Frühere Verwendung als Heilpflanze: Früher wurde die Pflanze als „reinigendes“ Mittel eingesetzt (Anmerkung des Redners: worauf sich dies bezieht ist unbekannt). Es soll zudem gegen Nasenbluten und zum Stillen von Blutungen eingesetzt worden sein. Im Buch „Das große Buch der Heilpflanzen“ des Apothekers M. Pahlow wird die Pflanze als wassertreibend angesehen. Hierin ist auch ein Rezept für einen Labkrauttee gegen Nierenleiden angegeben. Es handelt sich dabei aber wohl um ein „Hausmittelrezept“. Das echte Labkraut hat heutzutage keine medizinische Bedeutung mehr, da die Anerkennung in der Schulmedizin fehlt. Zum Teil wurde das Labkraut durch den Volksmund bei Nieren- und Blasenerkrankungen und bei schlecht heilenden Hautverletzungen empfohlen. Es gibt aber einige Kräuter die hier eine besser Möglichkeit darstellen. Von der Verwendung wird nicht explizit abgeraten, aber es ist nicht von großer Bedeutung in der Heilkunde.

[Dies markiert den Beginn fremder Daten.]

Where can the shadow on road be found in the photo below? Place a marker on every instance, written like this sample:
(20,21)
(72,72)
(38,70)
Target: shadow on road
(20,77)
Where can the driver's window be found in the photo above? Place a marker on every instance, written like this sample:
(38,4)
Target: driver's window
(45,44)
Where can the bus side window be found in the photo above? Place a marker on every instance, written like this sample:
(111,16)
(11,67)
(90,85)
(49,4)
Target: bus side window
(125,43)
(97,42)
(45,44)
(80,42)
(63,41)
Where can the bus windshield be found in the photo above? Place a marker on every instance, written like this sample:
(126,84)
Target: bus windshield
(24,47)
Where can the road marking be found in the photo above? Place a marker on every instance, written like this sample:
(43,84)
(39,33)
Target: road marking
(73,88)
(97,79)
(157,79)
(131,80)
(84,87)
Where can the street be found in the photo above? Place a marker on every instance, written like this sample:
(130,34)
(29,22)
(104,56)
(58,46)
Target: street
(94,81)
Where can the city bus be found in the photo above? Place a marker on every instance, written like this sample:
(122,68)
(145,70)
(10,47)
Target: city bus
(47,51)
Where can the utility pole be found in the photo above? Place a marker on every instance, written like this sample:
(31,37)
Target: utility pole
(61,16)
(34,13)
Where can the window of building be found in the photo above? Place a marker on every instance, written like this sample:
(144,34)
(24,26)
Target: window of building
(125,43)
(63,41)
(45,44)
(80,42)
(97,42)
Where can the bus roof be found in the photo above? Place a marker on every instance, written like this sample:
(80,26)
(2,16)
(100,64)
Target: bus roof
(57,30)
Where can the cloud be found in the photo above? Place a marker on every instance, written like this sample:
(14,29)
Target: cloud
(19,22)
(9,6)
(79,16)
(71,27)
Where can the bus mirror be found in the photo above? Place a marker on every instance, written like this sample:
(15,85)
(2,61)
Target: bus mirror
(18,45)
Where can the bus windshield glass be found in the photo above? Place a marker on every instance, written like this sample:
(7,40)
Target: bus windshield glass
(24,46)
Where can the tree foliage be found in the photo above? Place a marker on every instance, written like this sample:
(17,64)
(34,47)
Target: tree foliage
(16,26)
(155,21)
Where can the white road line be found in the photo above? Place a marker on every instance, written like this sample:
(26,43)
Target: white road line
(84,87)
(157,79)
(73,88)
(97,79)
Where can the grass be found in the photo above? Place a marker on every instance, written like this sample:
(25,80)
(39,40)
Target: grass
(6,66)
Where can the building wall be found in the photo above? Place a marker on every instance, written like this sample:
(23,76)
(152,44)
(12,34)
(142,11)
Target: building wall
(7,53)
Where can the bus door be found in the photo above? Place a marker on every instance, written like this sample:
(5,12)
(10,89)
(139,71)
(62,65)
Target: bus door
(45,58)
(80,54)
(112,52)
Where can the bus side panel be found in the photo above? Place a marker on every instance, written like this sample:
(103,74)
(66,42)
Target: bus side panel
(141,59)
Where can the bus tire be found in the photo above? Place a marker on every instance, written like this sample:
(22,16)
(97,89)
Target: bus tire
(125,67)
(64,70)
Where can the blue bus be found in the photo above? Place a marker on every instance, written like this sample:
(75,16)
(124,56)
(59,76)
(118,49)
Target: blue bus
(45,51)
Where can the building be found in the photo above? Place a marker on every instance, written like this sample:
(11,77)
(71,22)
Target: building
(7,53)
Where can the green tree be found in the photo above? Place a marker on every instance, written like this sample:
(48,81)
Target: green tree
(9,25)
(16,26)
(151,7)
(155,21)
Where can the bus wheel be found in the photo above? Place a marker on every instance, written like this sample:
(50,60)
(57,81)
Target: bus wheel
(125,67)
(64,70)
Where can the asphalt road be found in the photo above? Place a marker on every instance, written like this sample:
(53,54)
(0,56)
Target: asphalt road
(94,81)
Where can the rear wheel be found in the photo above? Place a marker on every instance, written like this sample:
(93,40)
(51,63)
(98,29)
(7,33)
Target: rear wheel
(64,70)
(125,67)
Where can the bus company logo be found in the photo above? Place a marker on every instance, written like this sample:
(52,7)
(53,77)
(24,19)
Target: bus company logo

Die Lüge: „Labkraut lässt den Käse gerinnen“
Die große Lüge: In vielen Fachbüchern und alten Schriften ist das folgende zu lesen: „Die Blüten des echten Labkraut wurden als Labmittel für Milch verwendet.“ So wird bereits in Disocorides Schriften (hier ist eine englische Übersetzung zu finden / hier wird ein Originaltext zitiert) eine Angabe als „Labersatz“ zu finden. Sie sollen die Pflanze zur Gerinnung von Käse eingesetzt haben. Dies ist nach der Meinung von dem Botaniker Adrian Möhl, Liz. phil. nat., Verfasser des Buches „Flora amabilis“, eine Lüge. „Es gibt keine nachgewiesenen Inhaltstoffe in der Pflanze die eine solche Wirkung auslösen können.“ – Durch weitere Recherchen eines auf pflanzliche Inhaltstoffe spezialisierten Chemikers ist eine geringe Menge an Labenzym in der Pflanze nachweisbar. Diese ist aber bei weitem nicht ausreichend für eine zufriedenstellende Gerinnung von Milch.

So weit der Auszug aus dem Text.